Not content with simply learning a new sport like hurling, Feldmann also went and invented a new one – Hurlacrosse – which is a mixture of Hurling and Lacrosse.
It came about because the University’s lacrosse team train just after the Darmstadt hurlers on the same pitch so they struck up a friendship and decided to try playing a compromise rules game combining the skills of both sports which ultimately worked really well.
Coincidentally, around the same time an Irish man living in Los Angeles by the time of David Wogan was also keen to combine both hurling and lacrosse.
After finding photos online of the Darmstadt Hurlacrosse experiment he made contact with Feldmann and the two of them collaborated with Tony Devine from the Irish Lacrosse foundation to come up with a codified set of rules for the hybrid sport.
“The GAA heard about that so for the World Games in 2019 we were actually able to play in Croke Park against an Irish lacrosse team,” says Feldmann.
“It was really amazing to have the opportunity to play with a completely random and exotic sport.

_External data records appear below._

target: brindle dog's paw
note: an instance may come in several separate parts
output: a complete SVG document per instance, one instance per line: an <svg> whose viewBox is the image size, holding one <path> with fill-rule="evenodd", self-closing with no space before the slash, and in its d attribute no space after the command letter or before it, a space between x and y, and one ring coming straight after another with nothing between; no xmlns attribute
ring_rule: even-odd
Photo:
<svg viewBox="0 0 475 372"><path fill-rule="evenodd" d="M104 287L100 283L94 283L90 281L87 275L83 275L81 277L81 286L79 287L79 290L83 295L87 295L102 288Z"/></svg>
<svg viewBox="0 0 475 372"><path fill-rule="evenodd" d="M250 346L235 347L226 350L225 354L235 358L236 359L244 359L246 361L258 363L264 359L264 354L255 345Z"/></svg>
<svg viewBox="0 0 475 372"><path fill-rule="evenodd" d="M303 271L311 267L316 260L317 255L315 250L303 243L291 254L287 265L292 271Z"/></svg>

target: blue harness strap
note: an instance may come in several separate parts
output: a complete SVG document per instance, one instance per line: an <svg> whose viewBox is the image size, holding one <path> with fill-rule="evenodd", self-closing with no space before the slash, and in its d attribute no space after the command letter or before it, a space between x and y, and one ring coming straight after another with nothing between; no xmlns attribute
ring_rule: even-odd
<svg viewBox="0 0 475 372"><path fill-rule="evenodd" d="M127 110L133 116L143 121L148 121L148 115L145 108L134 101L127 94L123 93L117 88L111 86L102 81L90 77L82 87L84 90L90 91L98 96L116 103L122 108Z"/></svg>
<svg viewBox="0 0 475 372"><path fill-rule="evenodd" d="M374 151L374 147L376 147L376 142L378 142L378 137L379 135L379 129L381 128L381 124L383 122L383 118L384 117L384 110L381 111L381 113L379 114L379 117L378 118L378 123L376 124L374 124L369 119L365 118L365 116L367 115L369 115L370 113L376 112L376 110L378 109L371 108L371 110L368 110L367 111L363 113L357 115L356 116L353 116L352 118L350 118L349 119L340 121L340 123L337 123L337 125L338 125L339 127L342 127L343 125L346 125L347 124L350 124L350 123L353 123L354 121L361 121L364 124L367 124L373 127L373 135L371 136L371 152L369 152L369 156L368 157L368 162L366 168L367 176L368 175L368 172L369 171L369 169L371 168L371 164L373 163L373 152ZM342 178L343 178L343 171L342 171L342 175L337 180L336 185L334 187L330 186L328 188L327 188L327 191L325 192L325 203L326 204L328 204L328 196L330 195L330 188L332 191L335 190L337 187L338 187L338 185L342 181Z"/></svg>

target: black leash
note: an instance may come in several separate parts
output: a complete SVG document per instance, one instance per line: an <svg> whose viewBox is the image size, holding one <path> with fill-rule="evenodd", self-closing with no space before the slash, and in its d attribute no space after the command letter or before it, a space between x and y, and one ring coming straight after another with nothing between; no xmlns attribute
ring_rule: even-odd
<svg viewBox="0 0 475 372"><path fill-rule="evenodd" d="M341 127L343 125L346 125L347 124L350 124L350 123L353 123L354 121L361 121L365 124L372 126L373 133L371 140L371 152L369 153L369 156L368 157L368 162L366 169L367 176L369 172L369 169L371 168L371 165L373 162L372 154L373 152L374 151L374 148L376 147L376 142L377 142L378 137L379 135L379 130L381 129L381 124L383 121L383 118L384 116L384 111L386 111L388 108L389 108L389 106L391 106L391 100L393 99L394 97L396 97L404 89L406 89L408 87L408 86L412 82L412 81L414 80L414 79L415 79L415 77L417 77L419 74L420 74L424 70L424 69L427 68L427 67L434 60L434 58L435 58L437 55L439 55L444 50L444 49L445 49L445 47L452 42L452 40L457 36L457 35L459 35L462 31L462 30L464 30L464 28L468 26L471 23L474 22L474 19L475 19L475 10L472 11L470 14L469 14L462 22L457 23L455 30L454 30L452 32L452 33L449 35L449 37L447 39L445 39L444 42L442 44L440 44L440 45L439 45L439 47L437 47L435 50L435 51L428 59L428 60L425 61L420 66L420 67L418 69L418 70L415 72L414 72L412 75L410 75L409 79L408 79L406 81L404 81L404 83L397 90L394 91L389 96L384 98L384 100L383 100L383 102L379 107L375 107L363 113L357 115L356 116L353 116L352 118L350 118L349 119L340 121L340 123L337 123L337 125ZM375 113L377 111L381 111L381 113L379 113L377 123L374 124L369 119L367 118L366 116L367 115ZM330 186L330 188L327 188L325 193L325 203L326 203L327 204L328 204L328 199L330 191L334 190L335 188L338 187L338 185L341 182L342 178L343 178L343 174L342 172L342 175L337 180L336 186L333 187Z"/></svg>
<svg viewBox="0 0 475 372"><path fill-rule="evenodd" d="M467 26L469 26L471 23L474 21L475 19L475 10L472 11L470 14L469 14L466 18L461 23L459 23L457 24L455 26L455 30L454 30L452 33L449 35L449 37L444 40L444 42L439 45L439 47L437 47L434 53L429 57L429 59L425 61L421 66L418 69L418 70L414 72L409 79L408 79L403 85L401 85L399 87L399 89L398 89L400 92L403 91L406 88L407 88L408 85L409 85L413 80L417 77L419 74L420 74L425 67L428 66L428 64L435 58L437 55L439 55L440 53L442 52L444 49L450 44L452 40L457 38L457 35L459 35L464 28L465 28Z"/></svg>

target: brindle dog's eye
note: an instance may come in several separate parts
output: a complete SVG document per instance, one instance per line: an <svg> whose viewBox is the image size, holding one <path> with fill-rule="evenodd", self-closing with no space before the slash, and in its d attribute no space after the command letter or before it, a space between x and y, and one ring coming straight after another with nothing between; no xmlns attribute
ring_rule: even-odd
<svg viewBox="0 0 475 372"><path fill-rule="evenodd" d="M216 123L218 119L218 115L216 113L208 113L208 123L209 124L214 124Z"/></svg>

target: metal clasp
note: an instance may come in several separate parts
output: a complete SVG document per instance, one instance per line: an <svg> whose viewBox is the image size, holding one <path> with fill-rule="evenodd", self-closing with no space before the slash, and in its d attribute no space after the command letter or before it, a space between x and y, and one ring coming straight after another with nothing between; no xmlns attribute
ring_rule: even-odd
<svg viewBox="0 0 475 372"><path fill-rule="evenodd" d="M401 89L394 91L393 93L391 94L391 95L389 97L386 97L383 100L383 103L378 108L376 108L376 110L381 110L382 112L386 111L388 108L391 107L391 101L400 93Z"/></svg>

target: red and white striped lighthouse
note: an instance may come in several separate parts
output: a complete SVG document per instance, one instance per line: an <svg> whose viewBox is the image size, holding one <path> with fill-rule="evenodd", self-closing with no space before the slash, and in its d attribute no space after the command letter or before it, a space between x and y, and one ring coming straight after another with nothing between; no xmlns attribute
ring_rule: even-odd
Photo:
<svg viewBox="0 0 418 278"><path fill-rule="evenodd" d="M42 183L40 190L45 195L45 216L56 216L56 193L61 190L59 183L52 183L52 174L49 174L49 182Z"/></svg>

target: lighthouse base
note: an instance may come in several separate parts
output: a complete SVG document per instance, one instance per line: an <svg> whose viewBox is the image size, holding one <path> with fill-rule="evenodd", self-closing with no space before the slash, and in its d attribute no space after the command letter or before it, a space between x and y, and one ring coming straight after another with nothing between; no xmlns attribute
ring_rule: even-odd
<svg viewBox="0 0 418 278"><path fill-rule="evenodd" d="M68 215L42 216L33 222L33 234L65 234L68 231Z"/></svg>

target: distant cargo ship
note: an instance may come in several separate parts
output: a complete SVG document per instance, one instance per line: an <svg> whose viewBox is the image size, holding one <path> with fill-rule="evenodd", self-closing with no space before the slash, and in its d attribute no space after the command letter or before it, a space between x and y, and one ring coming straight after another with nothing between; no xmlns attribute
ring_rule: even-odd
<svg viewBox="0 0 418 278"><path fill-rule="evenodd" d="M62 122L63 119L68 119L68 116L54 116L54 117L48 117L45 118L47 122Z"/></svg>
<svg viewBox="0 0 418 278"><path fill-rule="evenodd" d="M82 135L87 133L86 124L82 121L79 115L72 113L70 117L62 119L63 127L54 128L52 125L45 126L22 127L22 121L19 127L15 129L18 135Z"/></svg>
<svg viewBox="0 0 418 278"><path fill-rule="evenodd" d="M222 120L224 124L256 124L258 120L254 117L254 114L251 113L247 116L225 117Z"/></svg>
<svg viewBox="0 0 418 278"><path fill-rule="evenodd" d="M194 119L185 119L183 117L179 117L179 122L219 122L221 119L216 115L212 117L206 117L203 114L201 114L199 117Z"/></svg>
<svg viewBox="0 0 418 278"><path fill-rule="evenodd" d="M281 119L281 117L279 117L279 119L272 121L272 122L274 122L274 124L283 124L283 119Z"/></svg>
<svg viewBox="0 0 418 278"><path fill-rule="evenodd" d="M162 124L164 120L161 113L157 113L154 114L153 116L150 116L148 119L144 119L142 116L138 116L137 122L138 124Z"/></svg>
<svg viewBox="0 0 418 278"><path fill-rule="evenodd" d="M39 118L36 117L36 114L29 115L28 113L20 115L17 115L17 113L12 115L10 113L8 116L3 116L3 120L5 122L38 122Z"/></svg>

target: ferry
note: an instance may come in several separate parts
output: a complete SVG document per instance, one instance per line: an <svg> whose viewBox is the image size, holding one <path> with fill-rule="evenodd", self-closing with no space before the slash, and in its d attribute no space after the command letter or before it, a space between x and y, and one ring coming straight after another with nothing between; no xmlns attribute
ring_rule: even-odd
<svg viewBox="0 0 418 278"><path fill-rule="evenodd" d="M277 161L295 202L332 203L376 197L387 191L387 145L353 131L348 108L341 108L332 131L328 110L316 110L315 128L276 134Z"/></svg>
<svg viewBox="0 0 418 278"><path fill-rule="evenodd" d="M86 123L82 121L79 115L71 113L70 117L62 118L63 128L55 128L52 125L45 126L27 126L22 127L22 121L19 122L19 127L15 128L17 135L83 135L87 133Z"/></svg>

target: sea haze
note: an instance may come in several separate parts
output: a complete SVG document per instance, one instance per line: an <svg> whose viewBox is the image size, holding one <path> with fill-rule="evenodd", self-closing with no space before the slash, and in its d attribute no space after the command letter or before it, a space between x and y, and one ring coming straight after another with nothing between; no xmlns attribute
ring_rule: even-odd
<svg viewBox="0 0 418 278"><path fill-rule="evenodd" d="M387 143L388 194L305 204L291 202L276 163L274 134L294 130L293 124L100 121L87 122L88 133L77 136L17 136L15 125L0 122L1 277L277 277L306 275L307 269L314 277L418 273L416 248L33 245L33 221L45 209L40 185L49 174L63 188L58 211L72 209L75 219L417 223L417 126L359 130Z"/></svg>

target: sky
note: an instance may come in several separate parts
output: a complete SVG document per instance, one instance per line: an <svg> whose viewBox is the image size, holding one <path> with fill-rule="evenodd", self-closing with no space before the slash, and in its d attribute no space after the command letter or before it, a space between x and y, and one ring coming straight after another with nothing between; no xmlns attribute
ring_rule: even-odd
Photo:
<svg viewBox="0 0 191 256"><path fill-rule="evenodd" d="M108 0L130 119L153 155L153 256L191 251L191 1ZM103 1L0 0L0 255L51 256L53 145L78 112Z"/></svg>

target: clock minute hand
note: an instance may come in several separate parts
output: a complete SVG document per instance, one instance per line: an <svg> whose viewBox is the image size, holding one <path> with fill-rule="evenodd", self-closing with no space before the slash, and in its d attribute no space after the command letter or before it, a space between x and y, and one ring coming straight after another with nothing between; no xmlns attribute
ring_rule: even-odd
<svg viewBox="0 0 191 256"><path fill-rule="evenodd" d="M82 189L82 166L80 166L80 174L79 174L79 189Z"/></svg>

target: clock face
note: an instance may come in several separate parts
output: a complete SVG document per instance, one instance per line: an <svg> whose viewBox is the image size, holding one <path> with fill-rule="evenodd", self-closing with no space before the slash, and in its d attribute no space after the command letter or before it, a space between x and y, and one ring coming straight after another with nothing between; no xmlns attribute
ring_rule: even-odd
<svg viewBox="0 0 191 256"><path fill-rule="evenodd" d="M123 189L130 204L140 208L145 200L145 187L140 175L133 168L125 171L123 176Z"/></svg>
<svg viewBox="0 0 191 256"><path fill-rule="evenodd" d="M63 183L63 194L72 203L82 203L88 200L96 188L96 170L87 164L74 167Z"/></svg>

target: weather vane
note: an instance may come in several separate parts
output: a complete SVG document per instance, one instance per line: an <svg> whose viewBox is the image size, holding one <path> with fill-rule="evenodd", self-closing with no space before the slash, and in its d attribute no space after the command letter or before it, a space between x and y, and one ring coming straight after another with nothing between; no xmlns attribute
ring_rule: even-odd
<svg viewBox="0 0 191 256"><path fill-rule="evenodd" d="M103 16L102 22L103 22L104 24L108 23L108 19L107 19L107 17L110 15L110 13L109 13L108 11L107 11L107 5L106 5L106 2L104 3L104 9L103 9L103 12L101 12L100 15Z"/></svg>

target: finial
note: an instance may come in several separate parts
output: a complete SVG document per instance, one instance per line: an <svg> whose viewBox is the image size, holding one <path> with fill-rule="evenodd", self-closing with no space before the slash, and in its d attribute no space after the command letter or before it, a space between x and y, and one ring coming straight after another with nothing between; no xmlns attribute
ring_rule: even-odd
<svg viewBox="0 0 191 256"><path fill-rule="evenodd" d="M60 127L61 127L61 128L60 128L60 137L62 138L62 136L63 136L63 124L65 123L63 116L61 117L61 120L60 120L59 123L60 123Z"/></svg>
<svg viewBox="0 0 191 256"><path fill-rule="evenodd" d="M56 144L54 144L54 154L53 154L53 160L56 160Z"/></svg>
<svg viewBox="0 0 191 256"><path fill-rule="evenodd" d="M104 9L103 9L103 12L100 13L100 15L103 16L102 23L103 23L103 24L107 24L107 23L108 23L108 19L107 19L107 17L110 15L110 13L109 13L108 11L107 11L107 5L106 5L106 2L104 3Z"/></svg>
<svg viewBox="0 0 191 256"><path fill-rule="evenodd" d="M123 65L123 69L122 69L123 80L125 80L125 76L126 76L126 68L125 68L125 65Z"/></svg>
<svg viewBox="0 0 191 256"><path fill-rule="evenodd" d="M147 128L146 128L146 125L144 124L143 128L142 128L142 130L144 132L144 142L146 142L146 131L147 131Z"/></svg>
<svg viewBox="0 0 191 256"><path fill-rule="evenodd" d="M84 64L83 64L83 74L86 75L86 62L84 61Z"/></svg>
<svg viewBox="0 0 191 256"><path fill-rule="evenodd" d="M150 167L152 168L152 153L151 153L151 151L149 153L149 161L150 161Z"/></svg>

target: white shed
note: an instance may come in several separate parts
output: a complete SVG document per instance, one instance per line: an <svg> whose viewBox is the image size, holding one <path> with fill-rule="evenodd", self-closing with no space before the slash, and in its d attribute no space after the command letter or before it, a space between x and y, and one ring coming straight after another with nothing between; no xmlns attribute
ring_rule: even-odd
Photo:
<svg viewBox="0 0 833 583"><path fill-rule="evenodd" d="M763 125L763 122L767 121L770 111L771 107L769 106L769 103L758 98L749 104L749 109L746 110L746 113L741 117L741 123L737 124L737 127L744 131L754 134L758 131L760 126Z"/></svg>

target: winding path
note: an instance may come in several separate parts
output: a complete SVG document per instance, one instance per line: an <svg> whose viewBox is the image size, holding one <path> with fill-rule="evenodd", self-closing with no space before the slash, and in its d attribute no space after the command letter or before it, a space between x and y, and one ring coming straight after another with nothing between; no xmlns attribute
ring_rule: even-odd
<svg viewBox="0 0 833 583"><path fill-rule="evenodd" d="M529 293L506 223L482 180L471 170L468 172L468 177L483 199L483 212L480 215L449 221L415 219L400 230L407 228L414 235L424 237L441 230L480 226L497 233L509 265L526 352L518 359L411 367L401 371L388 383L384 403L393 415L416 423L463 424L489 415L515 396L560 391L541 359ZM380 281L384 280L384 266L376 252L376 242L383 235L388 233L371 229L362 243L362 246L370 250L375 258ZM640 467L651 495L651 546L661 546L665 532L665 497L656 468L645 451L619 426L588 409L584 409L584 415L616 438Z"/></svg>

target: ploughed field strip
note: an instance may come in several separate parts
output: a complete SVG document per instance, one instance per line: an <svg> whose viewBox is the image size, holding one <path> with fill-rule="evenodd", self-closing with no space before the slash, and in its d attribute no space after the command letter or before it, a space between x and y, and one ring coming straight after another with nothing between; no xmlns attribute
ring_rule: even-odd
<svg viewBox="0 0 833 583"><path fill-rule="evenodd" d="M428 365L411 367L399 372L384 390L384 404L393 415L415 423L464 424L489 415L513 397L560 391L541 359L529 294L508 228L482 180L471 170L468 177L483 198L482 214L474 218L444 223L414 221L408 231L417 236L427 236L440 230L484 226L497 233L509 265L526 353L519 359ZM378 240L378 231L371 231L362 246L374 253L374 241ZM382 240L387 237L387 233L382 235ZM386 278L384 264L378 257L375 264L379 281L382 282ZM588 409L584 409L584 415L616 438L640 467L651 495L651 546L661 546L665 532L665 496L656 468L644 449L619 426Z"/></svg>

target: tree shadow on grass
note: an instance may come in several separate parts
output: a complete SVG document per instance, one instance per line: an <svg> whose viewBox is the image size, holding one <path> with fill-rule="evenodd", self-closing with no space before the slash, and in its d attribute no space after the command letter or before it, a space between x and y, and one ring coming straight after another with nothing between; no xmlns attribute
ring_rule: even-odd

To touch the holy grass in Croke Park was an incredible experience.”
Feldmann also helped to establish a German Federation of GAA clubs in 2015 which now numbers 11 clubs.
They’ve translated GAA texts into German and support one another in whatever way they can.
The next big dream he hopes to see realised will be for the GAA clubs of each country in Europe to form national teams which would play one another in a European Championships he believes would really raise the profile of Gaelic Games on the continent.
“I think that could have a huge impact,” he says. “It would make it very interesting for people that have never get got in touch with it, you could show it on television and so on.
“I think this would be an amazing development and I think it's possible within the next 10 years or maybe 15 years to have something like that.”
Considering what Jakob Feldmann and the Darmstadt hurler have already achieved in a short period of time, you wouldn’t doubt him.